Nasce il comitato per salvare la birreria

PEDAVENA. Sarà Siro Celli a guidare il "Comitato per la birreria", composto ufficialmente ieri nel corso di un incontro pubblico in municipio, alla presenza dei rappresentanti dell'amministrazione, del mondo dell'associazionismo, delle parrocchie, degli operai dello stabilimento e di tanti cittadini. Accanto a lui lavoreranno altre otto persone, oltre ad un collaboratore ed un segretario esterni.
Su proposta del sindaco Franco Zaetta, approvata all'unanimità dall'assemblea, il "Comitato" sarà quindi composto da un rappresentante dell'amministrazione, l'assessore Mario Cecchet, da due delegati delle Rsu, Stefano De Carli e Marco Stach, da due rappresentanti delle parrocchie cittadine, don Giuseppe Bortolas e don Aldo Barbon, da tre rappresentanti delle associazioni di categoria e di volontariato, Giuseppe De Lazzer, Alessandro Turrin e Gianluigi Zaetta.
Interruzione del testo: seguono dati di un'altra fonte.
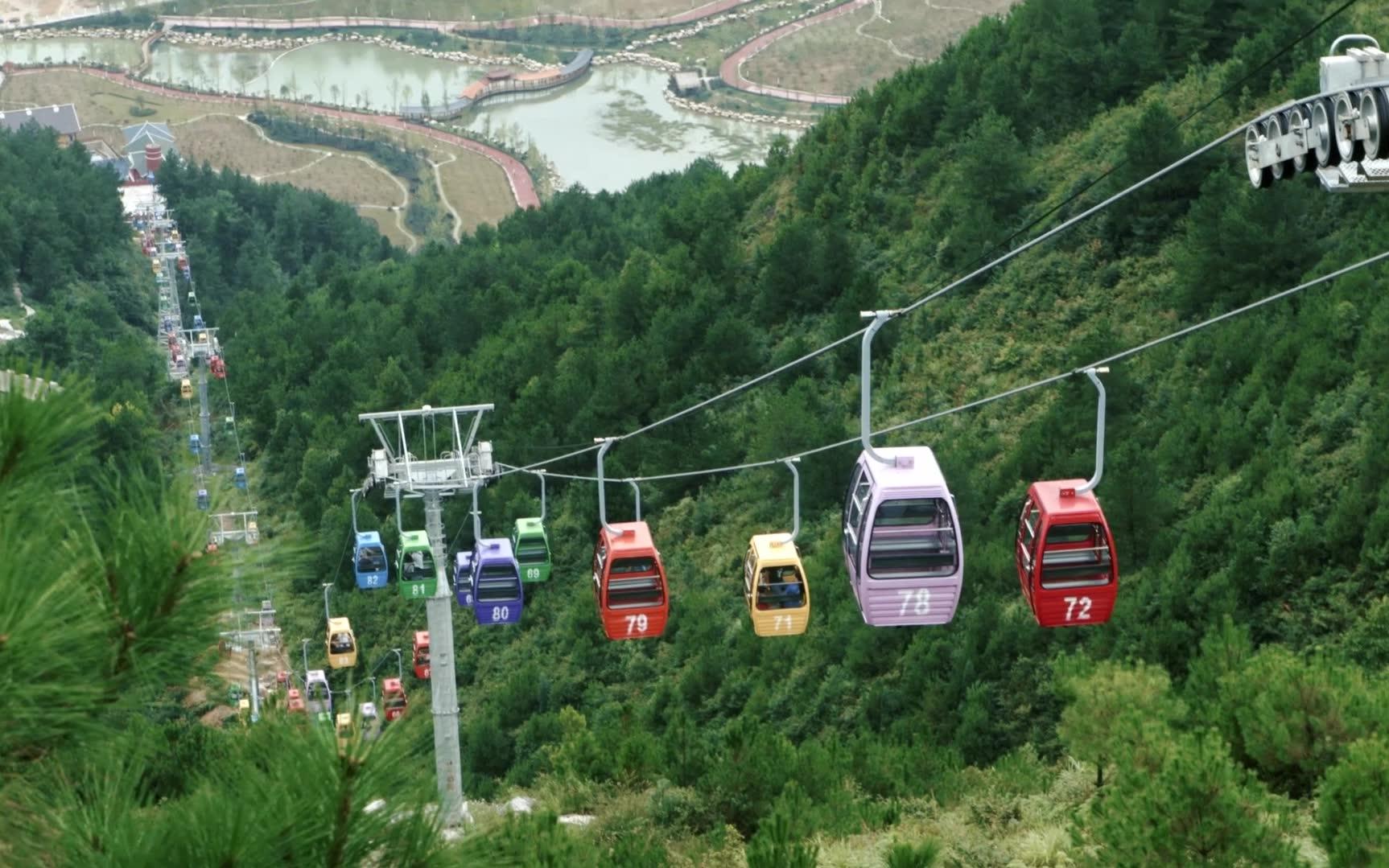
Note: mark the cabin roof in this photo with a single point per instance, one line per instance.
(774, 549)
(638, 539)
(922, 472)
(493, 549)
(530, 525)
(1048, 496)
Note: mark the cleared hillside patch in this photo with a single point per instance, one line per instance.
(856, 51)
(478, 193)
(235, 143)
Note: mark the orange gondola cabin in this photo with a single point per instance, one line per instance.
(1065, 556)
(629, 582)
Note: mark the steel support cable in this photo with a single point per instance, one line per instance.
(1180, 124)
(902, 311)
(1008, 393)
(1070, 223)
(999, 260)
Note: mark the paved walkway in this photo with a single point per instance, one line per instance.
(446, 27)
(732, 68)
(522, 187)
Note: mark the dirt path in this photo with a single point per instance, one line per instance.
(445, 27)
(732, 68)
(443, 198)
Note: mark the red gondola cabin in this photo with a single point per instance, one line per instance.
(421, 654)
(629, 582)
(1065, 557)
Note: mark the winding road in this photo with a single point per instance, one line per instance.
(208, 23)
(522, 187)
(732, 67)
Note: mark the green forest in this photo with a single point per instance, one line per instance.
(1231, 713)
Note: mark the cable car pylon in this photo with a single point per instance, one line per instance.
(1341, 134)
(432, 478)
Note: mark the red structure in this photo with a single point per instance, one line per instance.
(1064, 554)
(421, 656)
(629, 582)
(394, 697)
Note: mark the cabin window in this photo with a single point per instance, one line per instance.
(781, 588)
(1075, 556)
(497, 582)
(532, 552)
(418, 567)
(913, 537)
(633, 564)
(371, 560)
(859, 495)
(629, 594)
(599, 560)
(633, 590)
(1028, 524)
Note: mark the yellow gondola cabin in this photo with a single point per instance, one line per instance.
(342, 644)
(775, 588)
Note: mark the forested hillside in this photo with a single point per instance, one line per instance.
(1231, 713)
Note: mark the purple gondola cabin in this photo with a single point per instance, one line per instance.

A svolgere l'incarico di segretario esterno sarà Maria Teresa De Bortoli, mentre l'esperto esterno sarà Tullio Zangrando.
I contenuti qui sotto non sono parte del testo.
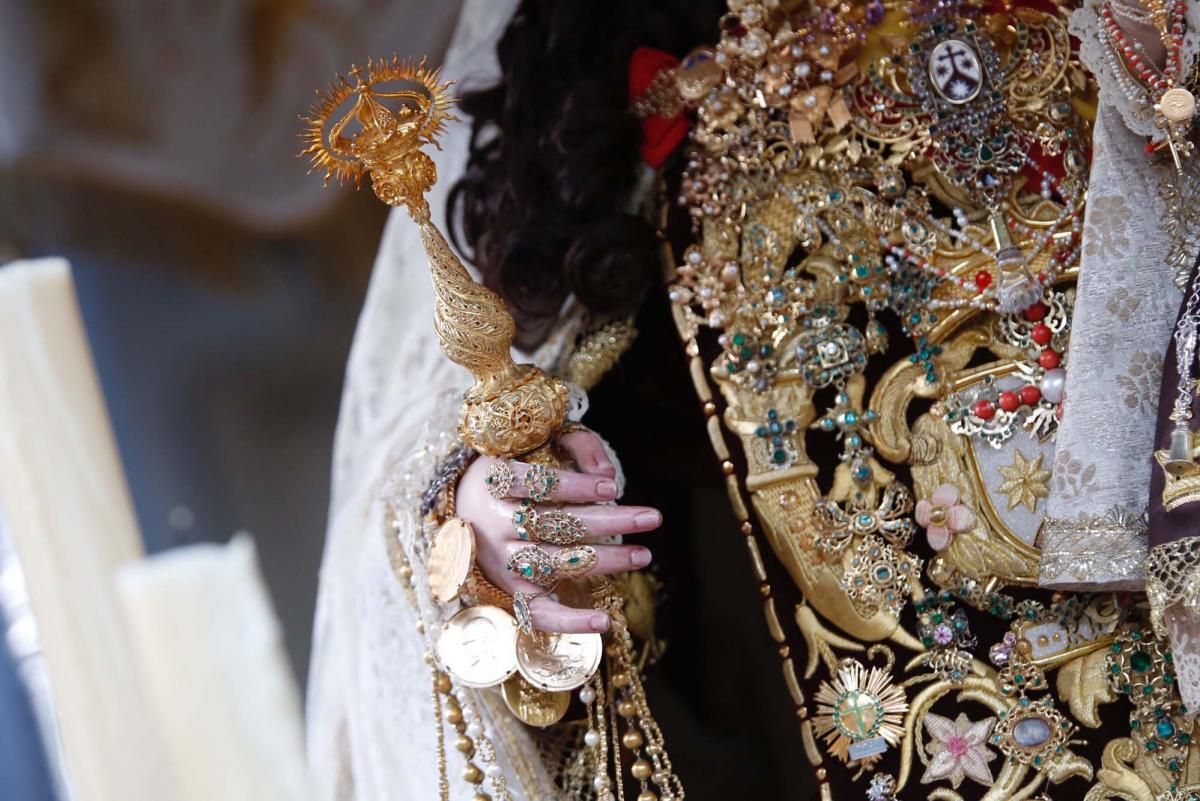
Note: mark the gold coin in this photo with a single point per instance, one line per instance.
(532, 705)
(1177, 104)
(558, 662)
(478, 646)
(451, 555)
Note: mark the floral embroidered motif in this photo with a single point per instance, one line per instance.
(943, 516)
(1141, 383)
(1072, 476)
(958, 750)
(1107, 224)
(1025, 481)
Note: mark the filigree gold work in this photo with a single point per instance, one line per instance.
(513, 409)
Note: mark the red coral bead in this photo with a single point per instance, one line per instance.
(983, 409)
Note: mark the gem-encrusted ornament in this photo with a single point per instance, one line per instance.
(859, 712)
(947, 208)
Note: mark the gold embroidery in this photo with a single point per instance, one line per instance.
(1025, 481)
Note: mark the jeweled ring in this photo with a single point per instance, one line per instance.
(499, 479)
(534, 565)
(521, 602)
(546, 570)
(525, 519)
(540, 482)
(575, 561)
(558, 528)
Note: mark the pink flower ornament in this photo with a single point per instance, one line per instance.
(943, 516)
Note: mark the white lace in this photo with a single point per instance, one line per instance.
(1137, 112)
(371, 730)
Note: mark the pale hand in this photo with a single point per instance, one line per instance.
(583, 494)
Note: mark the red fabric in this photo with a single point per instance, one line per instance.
(660, 136)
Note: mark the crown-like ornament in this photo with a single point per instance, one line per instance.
(393, 109)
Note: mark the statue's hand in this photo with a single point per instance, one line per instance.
(583, 494)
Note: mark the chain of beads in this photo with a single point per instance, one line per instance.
(1132, 53)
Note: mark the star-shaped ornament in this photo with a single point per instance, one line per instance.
(1025, 481)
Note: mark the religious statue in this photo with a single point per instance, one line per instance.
(863, 312)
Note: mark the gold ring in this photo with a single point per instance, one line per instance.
(525, 519)
(521, 609)
(540, 482)
(546, 570)
(557, 528)
(499, 479)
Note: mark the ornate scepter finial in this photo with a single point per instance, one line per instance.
(513, 409)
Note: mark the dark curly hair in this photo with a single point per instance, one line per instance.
(541, 208)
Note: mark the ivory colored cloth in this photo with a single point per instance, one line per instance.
(371, 727)
(1095, 534)
(211, 651)
(69, 513)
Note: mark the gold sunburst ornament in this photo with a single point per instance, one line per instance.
(377, 126)
(399, 107)
(861, 712)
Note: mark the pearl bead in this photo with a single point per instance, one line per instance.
(1053, 384)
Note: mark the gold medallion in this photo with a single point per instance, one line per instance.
(558, 662)
(1177, 104)
(532, 705)
(697, 73)
(478, 646)
(451, 555)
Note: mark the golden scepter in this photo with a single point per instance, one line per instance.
(513, 410)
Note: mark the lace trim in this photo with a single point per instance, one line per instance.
(1093, 553)
(1138, 115)
(1173, 576)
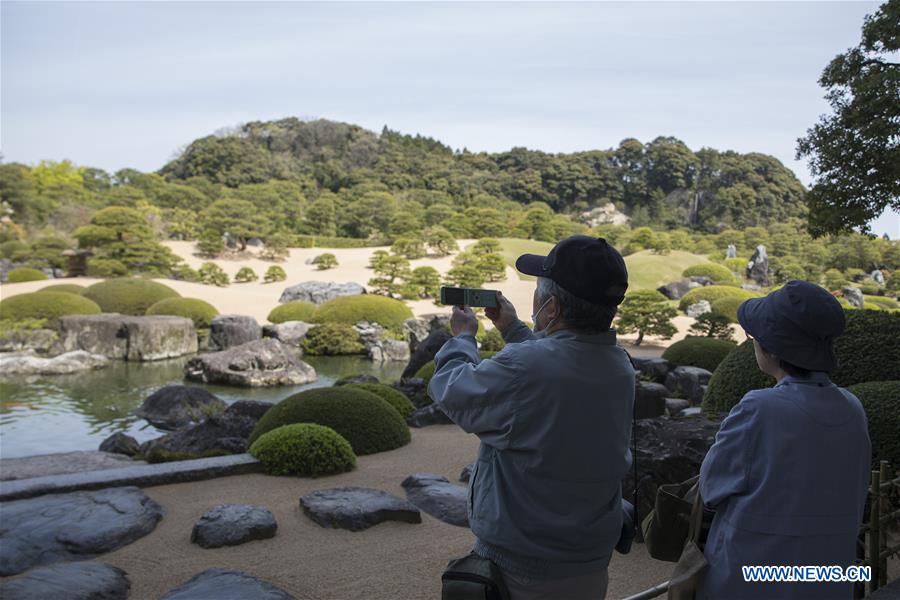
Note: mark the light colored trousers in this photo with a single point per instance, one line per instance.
(582, 587)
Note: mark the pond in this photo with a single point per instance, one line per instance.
(64, 413)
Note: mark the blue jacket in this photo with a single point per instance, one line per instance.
(554, 417)
(788, 476)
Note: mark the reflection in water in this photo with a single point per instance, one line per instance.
(63, 413)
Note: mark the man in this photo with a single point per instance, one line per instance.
(553, 410)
Se anche, per motivi organizzativi pratici, è stato deciso di avere un nucleo ristretto di sole nove persone, il "Comitato per la birreria", che avrà come sede logistica la sala delle associazioni del seminterrato della sede municipale, è aperto agli apporti ed alle sollecitazioni dell'intera comunità, non soltanto pedavenese. Come testimoniano gli eventi di questi ultimi mesi, infatti, lo stabilimento birrario è patrimonio di una collettività più ampia, che travalica i confini provinciali e regionali. Accanto ad esso, continueranno ad operare, ciascuno all'interno delle proprie competenze, sia le Rsu che i sindacati, sia il Comune e gli altri enti ed istituzioni, sia Sviluppo Italia, coinvolta ad inizio gennaio per agevolare i colloqui con Heineken Italia che "rifiuta" di riconoscere come interlocutori gli enti locali.
Nella sua relazione introduttiva, il primo cittadino pedavenese ha ricordato brevemente gli eventi succedutisi da settembre ad oggi, sino all'ultimo coinvolgimento di Sviluppo Italia, che dopo aver contattato la multinazionale olandese ha confermato l'esistenza di «difficoltà oggettive a capirne le reali intenzioni». Zaetta ha quindi spiegato le motivazioni che hanno spinto alla costituzione di un comitato, a cominciare dal calo di attenzione della comunità locale. Da qui la necessità di un organismo che raccolga tutte le potenzialità del territorio, ed oltre, e possa attivarsi per «forzare la mano» alla proprietà, perché «non possiamo rassegnarci a perdere la nostra storia, senza cercare di fare il possibile per salvarla».
Tra gli interventi, quelli dei parroci pedavenesi, dell'onorevole feltrino Italo Sandi, e del rappresentante del Csv Nevio Meneguz, che ha illustrato le funzioni di un comitato. Da parte sua don Aldo ha affermato come si sia già in ritardo e come sia necessario anche attivare una raccolta fondi, «volete che non troviamo duecento cittadini disposti a dare 100 euro per la birreria? In tasca, ne ho già 1.500. Sta bruciando la nostra casa, proviamo, tutti assieme, a spegnere questo incendio. Perché Heienekn ha paura della nostra reazione».